Robust Variable Step-Size Reweighted Zero-Attracting Least Mean M-Estimate Algorithm for Sparse System Identification

Abstract

The reweighted zero-attracting least mean square (RZA-LMS) algorithm has good performance in sparse system identification. However, the convergence performance of the RZA-LMS algorithm degrades in the impulsive noise environment. In this brief, a reweighted zero-attracting least mean M-estimate (RZA-LMM) algorithm is proposed to address the issue. The RZA-LMM algorithm employs the M-estimate cost function with a sparsity-aware penalty term and is derived by using the unconstrained minimization method. In order to further enhance the convergence speed and reduce the steady-state error of the RZA-LMM algorithm, a variable step-size reweighted zero-attracting least mean M-estimate (VSSRZA-LMM) algorithm is proposed. The variable step-size scheme, which adopts the M-estimate cost function with a sparsity-aware penalty term and a constrained term of the step-size, is obtained by using the constrained minimization method. Besides, the mean-square stability is analyzed to obtain the range of the step-size, which guarantees the stabilization of the proposed algorithms.

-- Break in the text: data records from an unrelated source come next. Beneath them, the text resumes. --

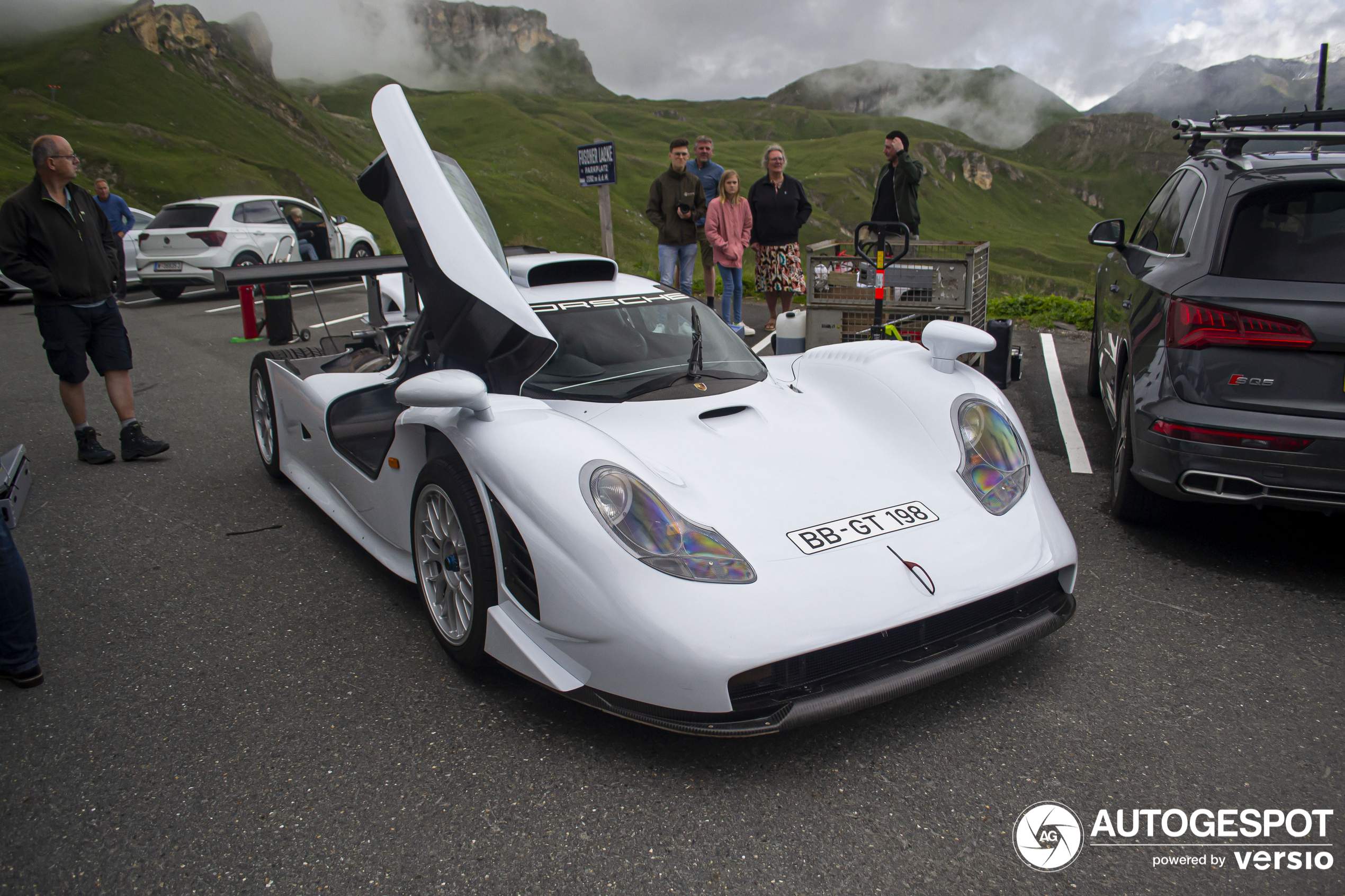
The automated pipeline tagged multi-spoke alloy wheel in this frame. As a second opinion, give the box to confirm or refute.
[252,371,276,465]
[416,484,473,647]
[247,352,285,479]
[410,454,496,666]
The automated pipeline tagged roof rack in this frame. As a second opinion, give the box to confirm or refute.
[1173,107,1345,157]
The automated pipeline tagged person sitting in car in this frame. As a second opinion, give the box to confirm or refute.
[289,205,327,262]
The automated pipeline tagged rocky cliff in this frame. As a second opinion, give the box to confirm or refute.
[102,0,354,170]
[769,59,1079,147]
[413,0,613,97]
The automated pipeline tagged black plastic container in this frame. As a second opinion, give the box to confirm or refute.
[986,320,1013,388]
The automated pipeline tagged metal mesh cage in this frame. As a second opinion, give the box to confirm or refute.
[804,240,990,347]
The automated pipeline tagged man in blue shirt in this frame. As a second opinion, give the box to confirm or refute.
[93,177,136,298]
[686,134,724,307]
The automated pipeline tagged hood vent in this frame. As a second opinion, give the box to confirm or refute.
[701,404,748,420]
[527,258,616,286]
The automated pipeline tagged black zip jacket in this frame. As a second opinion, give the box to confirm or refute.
[748,175,812,246]
[869,149,924,237]
[0,177,119,307]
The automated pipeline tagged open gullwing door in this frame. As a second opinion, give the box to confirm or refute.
[359,85,555,395]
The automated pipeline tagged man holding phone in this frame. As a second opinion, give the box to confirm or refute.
[644,137,706,295]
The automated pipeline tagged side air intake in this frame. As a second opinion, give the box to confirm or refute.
[490,492,542,622]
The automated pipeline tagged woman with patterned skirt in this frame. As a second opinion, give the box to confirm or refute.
[748,144,812,330]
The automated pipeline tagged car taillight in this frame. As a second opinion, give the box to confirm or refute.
[1168,298,1314,348]
[1149,420,1313,451]
[187,230,229,246]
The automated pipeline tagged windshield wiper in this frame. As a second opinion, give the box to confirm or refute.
[686,305,705,382]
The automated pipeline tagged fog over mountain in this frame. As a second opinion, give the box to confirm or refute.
[768,59,1079,147]
[0,0,1345,109]
[1088,55,1345,120]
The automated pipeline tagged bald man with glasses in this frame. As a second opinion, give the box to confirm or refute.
[0,134,168,464]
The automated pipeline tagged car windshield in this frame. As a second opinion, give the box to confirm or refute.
[1223,182,1345,284]
[525,293,765,402]
[434,152,508,274]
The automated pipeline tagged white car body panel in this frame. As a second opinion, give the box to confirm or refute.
[247,87,1078,734]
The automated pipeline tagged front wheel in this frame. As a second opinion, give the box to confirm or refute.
[1088,298,1101,397]
[1111,371,1162,522]
[247,352,285,479]
[410,458,496,666]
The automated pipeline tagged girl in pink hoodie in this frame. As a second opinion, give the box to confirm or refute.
[705,168,756,336]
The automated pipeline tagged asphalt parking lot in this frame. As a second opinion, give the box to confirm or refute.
[0,292,1345,894]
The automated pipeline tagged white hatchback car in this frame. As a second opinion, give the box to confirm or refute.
[136,196,378,298]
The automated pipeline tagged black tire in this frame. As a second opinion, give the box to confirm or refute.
[247,352,286,481]
[1111,371,1162,522]
[410,457,496,666]
[229,252,264,298]
[1088,298,1101,397]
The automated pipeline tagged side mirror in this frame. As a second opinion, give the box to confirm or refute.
[925,321,996,373]
[397,371,495,420]
[1088,218,1126,249]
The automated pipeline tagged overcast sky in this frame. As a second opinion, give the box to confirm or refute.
[10,0,1345,109]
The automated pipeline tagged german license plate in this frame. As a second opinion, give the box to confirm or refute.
[785,501,939,554]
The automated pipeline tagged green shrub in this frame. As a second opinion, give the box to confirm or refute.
[986,293,1093,329]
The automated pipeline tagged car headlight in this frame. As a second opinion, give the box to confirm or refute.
[589,466,756,584]
[957,397,1032,516]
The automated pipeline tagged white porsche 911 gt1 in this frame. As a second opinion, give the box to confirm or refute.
[226,85,1078,736]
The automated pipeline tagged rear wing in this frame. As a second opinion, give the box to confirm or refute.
[215,255,419,327]
[1173,109,1345,157]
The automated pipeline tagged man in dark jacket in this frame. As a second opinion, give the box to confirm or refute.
[869,130,924,237]
[644,137,706,295]
[0,134,168,464]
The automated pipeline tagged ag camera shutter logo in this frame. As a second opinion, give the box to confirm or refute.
[1013,799,1084,872]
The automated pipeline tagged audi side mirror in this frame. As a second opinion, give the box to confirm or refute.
[1088,218,1126,249]
[397,371,495,420]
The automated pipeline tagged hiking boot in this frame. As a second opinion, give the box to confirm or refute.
[0,663,43,688]
[75,426,117,464]
[119,422,168,461]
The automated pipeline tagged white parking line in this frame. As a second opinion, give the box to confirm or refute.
[308,312,369,329]
[1041,333,1092,473]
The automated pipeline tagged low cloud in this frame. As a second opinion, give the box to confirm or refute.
[10,0,1345,109]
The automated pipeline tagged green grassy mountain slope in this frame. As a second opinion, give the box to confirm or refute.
[0,4,1170,293]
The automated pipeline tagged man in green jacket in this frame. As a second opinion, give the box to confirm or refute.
[869,130,924,237]
[644,137,706,295]
[0,134,168,464]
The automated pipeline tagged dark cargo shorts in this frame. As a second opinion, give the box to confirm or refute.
[34,298,130,383]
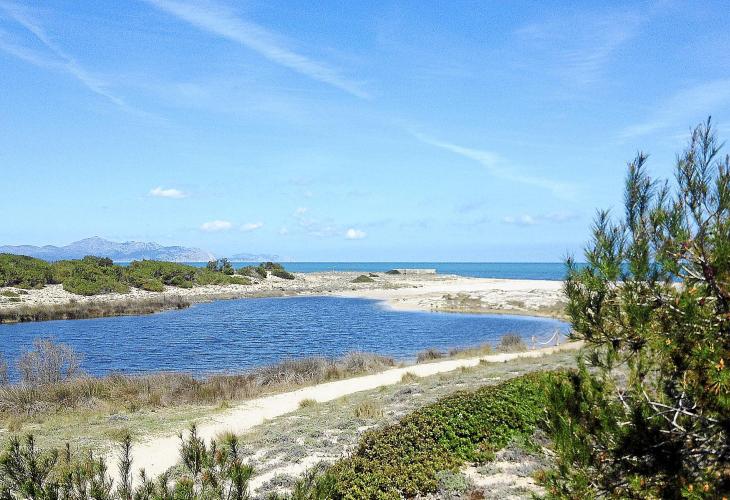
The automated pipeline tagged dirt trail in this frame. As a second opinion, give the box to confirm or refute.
[107,342,582,482]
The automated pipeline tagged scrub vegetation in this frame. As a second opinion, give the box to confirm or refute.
[0,254,302,297]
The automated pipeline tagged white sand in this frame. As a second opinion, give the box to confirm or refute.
[107,342,581,480]
[0,272,562,314]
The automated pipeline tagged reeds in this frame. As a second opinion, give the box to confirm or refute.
[0,352,395,417]
[0,295,190,323]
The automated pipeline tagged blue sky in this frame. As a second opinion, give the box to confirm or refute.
[0,0,730,261]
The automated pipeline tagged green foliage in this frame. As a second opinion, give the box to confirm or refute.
[126,260,198,291]
[546,120,730,498]
[52,256,129,295]
[0,427,253,500]
[205,259,235,276]
[271,269,296,280]
[0,253,52,288]
[352,274,375,283]
[308,372,564,499]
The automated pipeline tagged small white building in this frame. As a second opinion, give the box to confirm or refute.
[395,269,436,274]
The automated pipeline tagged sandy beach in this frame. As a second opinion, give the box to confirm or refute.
[106,342,582,489]
[0,272,562,317]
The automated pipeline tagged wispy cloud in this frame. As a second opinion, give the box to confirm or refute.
[620,79,730,139]
[200,220,233,233]
[502,212,578,226]
[411,132,575,198]
[150,186,188,199]
[147,0,369,99]
[516,12,642,87]
[0,1,141,115]
[241,222,264,233]
[345,227,367,240]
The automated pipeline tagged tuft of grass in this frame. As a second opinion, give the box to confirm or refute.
[351,274,375,283]
[497,333,527,352]
[0,353,395,416]
[353,399,383,420]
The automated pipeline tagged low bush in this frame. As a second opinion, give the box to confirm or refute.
[52,256,129,295]
[416,347,446,363]
[312,372,564,499]
[0,253,53,288]
[0,426,253,500]
[352,274,375,283]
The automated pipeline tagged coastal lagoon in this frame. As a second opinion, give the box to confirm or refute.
[0,297,569,376]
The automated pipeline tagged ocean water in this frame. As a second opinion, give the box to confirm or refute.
[0,297,569,375]
[186,262,565,280]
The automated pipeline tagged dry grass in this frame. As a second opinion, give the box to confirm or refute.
[353,399,383,420]
[0,353,395,417]
[497,333,527,352]
[0,296,190,323]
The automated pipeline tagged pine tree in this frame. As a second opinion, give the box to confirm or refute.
[548,119,730,498]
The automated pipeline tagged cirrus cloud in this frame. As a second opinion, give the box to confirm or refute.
[241,222,264,232]
[345,227,367,240]
[200,220,233,233]
[150,186,188,199]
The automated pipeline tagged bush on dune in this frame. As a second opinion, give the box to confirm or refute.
[0,253,53,288]
[0,426,253,500]
[52,256,129,295]
[299,372,565,499]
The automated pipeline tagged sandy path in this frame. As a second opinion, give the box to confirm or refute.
[112,342,581,480]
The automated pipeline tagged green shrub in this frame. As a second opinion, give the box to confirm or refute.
[352,274,375,283]
[237,266,266,278]
[271,269,296,280]
[228,276,251,285]
[139,279,164,292]
[52,256,129,295]
[416,347,446,363]
[0,426,253,500]
[316,372,564,499]
[0,253,53,288]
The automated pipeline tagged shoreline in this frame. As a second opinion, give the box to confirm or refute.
[105,342,583,479]
[0,271,565,324]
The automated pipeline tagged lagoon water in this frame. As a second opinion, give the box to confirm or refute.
[0,297,568,376]
[185,262,580,280]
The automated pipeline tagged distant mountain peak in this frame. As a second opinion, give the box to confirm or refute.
[0,236,215,262]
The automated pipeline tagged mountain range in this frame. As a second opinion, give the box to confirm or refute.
[0,236,215,262]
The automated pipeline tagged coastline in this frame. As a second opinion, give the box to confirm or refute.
[0,271,565,323]
[105,342,583,479]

The computer simulation results show that the proposed RZA-LMM algorithm achieves better convergence performance than the RZA-LMS algorithm, and the proposed VSSRZA-LMM algorithm exhibits better convergence performance in terms of convergence speed and steady-state normalized mean square deviation (NMSD) than the RZA-LMM algorithm for sparse system identification in the impulsive noise environment.